None of this makes the system bulletproof. LLMs are stochastic, and you cannot drive that to zero. What it does mean is that when millions of dollars of marketing budget are riding on an answer, the answer comes from a system that has been engineered to catch its own mistakes, not from a chatbot guessing.

Everything is deployable inside a client’s own cloud, with sandboxed compute, K8s-native scaling, a permissions model that distinguishes admins from data scientists from stakeholders, and traces of every action. The data does not leave the client’s environment.

The parts that are still hard

I want to be honest about what is not solved.

Slide 10: the two failure modes that come up most often in real deployments.

The agent has to know what it does not know. A stakeholder asks, “what if a new competitor enters our market?” The model has no competitive variable, so the right behavior is not to invent an answer. It is to recognize the limit, explain it, and file a structured request back to the data science team to extend the model. We are still tightening that loop, and it is one of the more interesting parts of the work.

Change management is the bigger blocker than the tech. Large organizations have a workflow for getting analytical answers. It involves tickets, decks, and meetings. Telling a marketing team they can now type into a chat box and get a posterior-backed answer in twelve seconds is, surprisingly, not always greeted with cheers. People have to relearn how to ask questions and how to trust the answers. That part of the deployment is hands-on and unavoidable.

There are smaller things too. The same question phrased two different ways will sometimes route through different skills, so we put effort into making the numbers stable even when the prose is not. And scenario planning is most useful when you can compare scenarios side by side, which is something we customize per client rather than ship as a one-size view.

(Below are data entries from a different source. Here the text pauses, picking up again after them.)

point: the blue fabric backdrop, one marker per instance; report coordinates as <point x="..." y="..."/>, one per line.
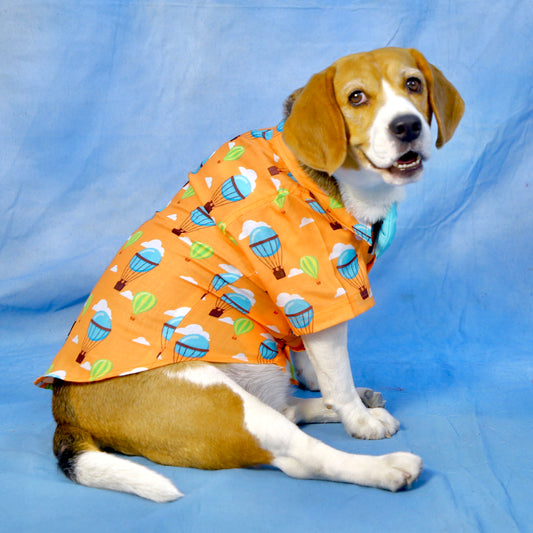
<point x="104" y="108"/>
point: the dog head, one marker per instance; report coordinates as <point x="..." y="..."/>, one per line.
<point x="372" y="111"/>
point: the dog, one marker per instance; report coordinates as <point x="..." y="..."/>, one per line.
<point x="189" y="362"/>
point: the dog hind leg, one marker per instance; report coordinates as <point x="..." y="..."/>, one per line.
<point x="82" y="461"/>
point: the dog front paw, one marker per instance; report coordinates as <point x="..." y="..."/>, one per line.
<point x="397" y="470"/>
<point x="372" y="424"/>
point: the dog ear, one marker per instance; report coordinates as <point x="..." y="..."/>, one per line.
<point x="446" y="103"/>
<point x="315" y="130"/>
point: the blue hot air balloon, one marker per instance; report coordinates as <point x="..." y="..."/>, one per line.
<point x="265" y="244"/>
<point x="315" y="206"/>
<point x="300" y="315"/>
<point x="387" y="231"/>
<point x="268" y="349"/>
<point x="169" y="327"/>
<point x="199" y="218"/>
<point x="265" y="134"/>
<point x="363" y="232"/>
<point x="142" y="262"/>
<point x="234" y="189"/>
<point x="191" y="346"/>
<point x="349" y="269"/>
<point x="99" y="328"/>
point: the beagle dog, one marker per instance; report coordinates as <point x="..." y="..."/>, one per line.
<point x="353" y="137"/>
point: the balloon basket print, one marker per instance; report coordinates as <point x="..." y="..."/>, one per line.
<point x="238" y="301"/>
<point x="300" y="315"/>
<point x="193" y="346"/>
<point x="141" y="263"/>
<point x="268" y="350"/>
<point x="99" y="328"/>
<point x="349" y="268"/>
<point x="234" y="189"/>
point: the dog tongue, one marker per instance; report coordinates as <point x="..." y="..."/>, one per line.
<point x="409" y="157"/>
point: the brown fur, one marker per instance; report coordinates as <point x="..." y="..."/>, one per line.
<point x="168" y="420"/>
<point x="175" y="422"/>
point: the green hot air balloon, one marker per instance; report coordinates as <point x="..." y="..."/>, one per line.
<point x="309" y="264"/>
<point x="234" y="154"/>
<point x="279" y="201"/>
<point x="142" y="302"/>
<point x="100" y="368"/>
<point x="242" y="326"/>
<point x="189" y="191"/>
<point x="133" y="238"/>
<point x="199" y="250"/>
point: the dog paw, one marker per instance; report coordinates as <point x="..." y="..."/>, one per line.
<point x="397" y="470"/>
<point x="373" y="424"/>
<point x="371" y="398"/>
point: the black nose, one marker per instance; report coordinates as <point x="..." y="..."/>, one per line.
<point x="406" y="128"/>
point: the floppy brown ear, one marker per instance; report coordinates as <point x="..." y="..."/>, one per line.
<point x="446" y="103"/>
<point x="315" y="130"/>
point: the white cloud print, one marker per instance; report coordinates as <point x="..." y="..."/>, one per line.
<point x="141" y="340"/>
<point x="102" y="306"/>
<point x="249" y="226"/>
<point x="338" y="249"/>
<point x="194" y="329"/>
<point x="155" y="243"/>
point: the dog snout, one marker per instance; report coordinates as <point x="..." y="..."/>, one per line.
<point x="406" y="128"/>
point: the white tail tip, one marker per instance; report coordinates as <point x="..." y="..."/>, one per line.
<point x="106" y="471"/>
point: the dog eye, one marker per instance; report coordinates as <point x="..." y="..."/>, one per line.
<point x="357" y="98"/>
<point x="414" y="85"/>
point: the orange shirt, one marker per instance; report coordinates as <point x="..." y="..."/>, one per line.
<point x="246" y="258"/>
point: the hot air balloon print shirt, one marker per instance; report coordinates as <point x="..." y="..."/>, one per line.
<point x="249" y="256"/>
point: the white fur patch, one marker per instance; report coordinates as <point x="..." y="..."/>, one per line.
<point x="106" y="471"/>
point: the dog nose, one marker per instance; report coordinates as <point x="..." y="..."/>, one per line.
<point x="406" y="128"/>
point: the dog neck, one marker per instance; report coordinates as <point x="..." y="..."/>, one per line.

What changes for your team

Some people read this story as “you no longer need data scientists.” I think the opposite is more likely.

Slide 12: the role of the data scientist shifts from human API to capability builder.

When stakeholders can ask the model directly, the data science team gets pulled off the treadmill of one-off scenarios and back onto the work that actually compounds: improving the model, setting guardrails, expanding coverage to new use cases, hardening the system. That is harder work, and better work.

For the organization the math is roughly what the slide says. Roughly ten times more people end up touching the model without ten times more data scientists. Decision velocity collapses from days to seconds. Decisions get made in front of the same numbers instead of in parallel decks. And the model investments you already made get a lot more valuable because more of the business is actually using them.

Where this goes next

We picked MMM for the webinar because it is the most universally felt version of the problem. 62% of advertisers say they are actively using or building media mix models per recent eMarketer data, and a lot of those budgets are large enough that the decisions move real money. But Decision Lens is not just an MMM tool. The same architecture (a validated Bayesian model plus a tightly-scoped agent on top) also works for forecasting, causal inference, customer lifetime value, pricing, and most of the quantitative machinery that currently lives behind a technical wall.

If you want to dig in further, three places to go from here:

The thing I keep coming back to is that the math does not have to be less rigorous for the model to be more accessible. If you do the engineering right, both can be true at the same time, and the model finally gets to do the job it was built for.